Category Archives: Project

Scraping Flight Data with Python

Note:  The code for this project can be found in this github repo.

I have been building a new project that requires the prices of flights.  I looked for APIs but couldn’t find any that were free.  However, I had a great experience using BeautifulSoup when scraping baseball data for my Fantasy Baseball auto-roster algorithm project, so I decided to try to get my own data that way.  To start, I chose a single airline:  southwest.  In this post I’ll step you through a couple basics, including how to scrape when you need to submit form data.

Read more

How to Use Google Analytics and Tag Manager with WordPress

If you have a WordPress blog you might want to integrate Google Analytics (GA).  Instead of doing it directly with a plugin, however, consider integrating it by using Google’s Tag Manager (GTM) service.  GTM gives you far more flexibility in tracking and will make your Google Analytics experience much more rich.  I’ll give you a brief run down and a quick example to get you started.

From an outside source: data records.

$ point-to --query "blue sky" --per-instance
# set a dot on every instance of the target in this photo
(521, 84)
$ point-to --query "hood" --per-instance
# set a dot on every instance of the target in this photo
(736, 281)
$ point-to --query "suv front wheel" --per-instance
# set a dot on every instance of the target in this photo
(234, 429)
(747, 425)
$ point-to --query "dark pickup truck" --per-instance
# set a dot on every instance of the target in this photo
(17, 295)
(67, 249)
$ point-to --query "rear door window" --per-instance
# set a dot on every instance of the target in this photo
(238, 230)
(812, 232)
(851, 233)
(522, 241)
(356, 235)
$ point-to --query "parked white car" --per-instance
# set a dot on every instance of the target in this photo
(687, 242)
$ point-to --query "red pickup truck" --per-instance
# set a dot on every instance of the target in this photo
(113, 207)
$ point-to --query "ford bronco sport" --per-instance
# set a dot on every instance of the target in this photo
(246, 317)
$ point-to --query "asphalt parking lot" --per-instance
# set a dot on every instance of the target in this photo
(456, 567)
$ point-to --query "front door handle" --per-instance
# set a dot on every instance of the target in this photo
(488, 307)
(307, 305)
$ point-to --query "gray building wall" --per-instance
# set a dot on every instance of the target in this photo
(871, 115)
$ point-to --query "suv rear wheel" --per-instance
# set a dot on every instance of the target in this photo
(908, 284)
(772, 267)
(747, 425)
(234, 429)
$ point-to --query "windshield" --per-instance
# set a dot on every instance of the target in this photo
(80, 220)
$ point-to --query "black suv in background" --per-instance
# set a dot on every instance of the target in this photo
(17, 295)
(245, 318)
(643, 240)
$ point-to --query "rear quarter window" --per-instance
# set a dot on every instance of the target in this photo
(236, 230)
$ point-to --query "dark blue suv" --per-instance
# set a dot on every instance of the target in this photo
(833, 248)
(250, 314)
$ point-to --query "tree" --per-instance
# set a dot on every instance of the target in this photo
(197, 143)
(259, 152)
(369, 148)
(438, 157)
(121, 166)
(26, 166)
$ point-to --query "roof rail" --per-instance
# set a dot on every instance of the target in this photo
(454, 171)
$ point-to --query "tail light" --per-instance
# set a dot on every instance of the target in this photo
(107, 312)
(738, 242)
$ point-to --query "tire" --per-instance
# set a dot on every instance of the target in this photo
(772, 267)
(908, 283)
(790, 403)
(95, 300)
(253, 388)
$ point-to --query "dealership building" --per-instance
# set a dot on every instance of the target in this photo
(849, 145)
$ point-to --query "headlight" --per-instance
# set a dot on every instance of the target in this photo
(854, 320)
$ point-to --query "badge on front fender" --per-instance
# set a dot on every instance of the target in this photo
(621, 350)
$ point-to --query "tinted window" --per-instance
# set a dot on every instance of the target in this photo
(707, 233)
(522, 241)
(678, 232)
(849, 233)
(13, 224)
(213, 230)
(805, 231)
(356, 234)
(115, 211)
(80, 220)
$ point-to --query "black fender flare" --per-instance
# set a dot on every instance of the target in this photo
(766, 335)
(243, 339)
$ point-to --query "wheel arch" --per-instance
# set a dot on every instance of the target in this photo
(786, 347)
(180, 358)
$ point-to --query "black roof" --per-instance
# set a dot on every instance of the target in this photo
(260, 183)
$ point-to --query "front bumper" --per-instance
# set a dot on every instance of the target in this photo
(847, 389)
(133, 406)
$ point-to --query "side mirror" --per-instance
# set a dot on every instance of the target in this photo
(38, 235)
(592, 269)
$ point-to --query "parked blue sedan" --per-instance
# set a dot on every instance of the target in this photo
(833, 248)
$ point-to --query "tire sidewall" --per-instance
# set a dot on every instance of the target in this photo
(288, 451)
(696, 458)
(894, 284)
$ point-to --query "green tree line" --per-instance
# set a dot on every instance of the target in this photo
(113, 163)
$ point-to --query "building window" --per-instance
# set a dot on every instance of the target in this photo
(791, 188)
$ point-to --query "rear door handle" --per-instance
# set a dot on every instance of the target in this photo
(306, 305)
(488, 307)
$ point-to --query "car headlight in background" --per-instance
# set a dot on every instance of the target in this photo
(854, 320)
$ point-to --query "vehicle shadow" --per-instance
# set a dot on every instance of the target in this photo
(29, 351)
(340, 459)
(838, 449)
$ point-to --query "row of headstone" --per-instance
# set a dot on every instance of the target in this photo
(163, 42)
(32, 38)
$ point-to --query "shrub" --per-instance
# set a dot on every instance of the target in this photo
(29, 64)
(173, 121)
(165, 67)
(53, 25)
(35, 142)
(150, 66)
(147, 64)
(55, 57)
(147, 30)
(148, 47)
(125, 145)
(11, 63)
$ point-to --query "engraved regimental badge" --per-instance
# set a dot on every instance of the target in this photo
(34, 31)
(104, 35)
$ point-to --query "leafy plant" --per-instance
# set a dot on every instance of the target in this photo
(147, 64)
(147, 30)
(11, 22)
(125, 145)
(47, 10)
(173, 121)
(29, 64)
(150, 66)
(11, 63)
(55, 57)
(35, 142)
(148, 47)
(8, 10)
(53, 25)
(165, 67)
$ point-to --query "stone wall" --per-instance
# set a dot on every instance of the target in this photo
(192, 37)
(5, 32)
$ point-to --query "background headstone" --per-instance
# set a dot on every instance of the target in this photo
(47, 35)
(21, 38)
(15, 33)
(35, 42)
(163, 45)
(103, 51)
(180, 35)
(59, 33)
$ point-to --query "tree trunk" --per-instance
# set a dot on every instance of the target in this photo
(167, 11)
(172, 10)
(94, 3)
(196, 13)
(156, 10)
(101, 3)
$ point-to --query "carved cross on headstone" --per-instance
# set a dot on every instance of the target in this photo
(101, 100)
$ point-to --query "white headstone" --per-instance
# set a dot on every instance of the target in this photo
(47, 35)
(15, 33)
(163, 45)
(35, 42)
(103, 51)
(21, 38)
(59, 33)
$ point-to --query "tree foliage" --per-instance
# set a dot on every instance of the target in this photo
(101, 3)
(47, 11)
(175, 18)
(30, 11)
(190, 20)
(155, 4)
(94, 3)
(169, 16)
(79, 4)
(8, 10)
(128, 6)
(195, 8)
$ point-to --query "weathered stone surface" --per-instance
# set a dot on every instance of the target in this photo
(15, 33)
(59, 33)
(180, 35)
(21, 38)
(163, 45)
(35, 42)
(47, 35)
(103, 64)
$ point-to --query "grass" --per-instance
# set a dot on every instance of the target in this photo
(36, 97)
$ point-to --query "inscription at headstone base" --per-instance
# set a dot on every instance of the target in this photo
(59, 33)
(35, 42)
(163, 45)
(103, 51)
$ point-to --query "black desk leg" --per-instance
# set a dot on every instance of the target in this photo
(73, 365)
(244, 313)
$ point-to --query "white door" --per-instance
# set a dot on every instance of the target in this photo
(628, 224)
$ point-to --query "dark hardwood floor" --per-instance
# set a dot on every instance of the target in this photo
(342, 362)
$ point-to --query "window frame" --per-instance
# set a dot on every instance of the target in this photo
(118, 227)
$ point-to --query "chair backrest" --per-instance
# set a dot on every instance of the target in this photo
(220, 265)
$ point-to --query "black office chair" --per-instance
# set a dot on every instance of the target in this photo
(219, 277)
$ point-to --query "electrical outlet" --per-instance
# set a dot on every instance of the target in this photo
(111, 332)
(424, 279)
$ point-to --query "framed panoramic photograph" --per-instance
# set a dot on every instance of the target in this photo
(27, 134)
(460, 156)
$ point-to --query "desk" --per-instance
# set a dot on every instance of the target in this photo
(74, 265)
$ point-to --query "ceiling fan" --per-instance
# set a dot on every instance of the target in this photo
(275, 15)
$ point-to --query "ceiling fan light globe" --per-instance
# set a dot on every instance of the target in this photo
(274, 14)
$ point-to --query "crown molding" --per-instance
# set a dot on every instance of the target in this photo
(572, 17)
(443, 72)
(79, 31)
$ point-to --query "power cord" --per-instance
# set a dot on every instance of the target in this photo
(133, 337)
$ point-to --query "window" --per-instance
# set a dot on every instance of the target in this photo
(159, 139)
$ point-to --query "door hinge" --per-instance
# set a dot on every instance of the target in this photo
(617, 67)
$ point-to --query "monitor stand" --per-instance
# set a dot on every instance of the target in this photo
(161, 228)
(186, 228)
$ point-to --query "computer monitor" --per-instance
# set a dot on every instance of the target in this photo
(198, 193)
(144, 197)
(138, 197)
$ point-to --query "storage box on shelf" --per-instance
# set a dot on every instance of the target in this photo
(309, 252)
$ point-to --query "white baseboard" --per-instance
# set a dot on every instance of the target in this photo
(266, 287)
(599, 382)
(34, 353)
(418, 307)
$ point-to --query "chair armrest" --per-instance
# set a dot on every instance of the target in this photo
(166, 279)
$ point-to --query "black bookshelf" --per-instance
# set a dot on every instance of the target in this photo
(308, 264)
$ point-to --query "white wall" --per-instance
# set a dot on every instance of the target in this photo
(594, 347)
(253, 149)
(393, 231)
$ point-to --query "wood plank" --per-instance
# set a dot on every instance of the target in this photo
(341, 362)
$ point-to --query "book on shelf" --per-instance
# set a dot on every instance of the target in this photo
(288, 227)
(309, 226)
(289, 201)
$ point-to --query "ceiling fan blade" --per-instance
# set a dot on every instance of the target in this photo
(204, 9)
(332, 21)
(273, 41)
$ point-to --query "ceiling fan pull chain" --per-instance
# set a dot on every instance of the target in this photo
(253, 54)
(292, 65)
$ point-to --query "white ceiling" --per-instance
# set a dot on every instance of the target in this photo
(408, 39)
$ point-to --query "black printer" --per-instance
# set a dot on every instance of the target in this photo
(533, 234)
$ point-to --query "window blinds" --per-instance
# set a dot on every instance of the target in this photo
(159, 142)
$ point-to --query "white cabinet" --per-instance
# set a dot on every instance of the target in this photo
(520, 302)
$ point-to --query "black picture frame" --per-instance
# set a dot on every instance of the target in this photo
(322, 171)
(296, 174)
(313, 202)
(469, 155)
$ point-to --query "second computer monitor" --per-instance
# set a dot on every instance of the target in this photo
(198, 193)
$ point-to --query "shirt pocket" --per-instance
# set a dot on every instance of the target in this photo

Let’s say you’ve written a blog and want to find which articles people are finding most interesting.  You decide that instead of having all of the text displayed for every post, instead you’ll write one paragraph and then include a “Read More” button that expands the post [This is a standard option in the WordPress post editor].  Then, you want to track clicks on any of these “Read More” buttons.  This means you need two things:  1) a piece of code running on the page that will signal when a click event on the right objects happens and 2) a destination to record this data.  GTM helps you build/deploy the listener and GA will record the signal.

First, go to both analytics.google.com and tagmanager.google.com to create free accounts if you haven’t already.  You’ll need to follow the instructions and type in your domain.  Let’s start by building the GA goal.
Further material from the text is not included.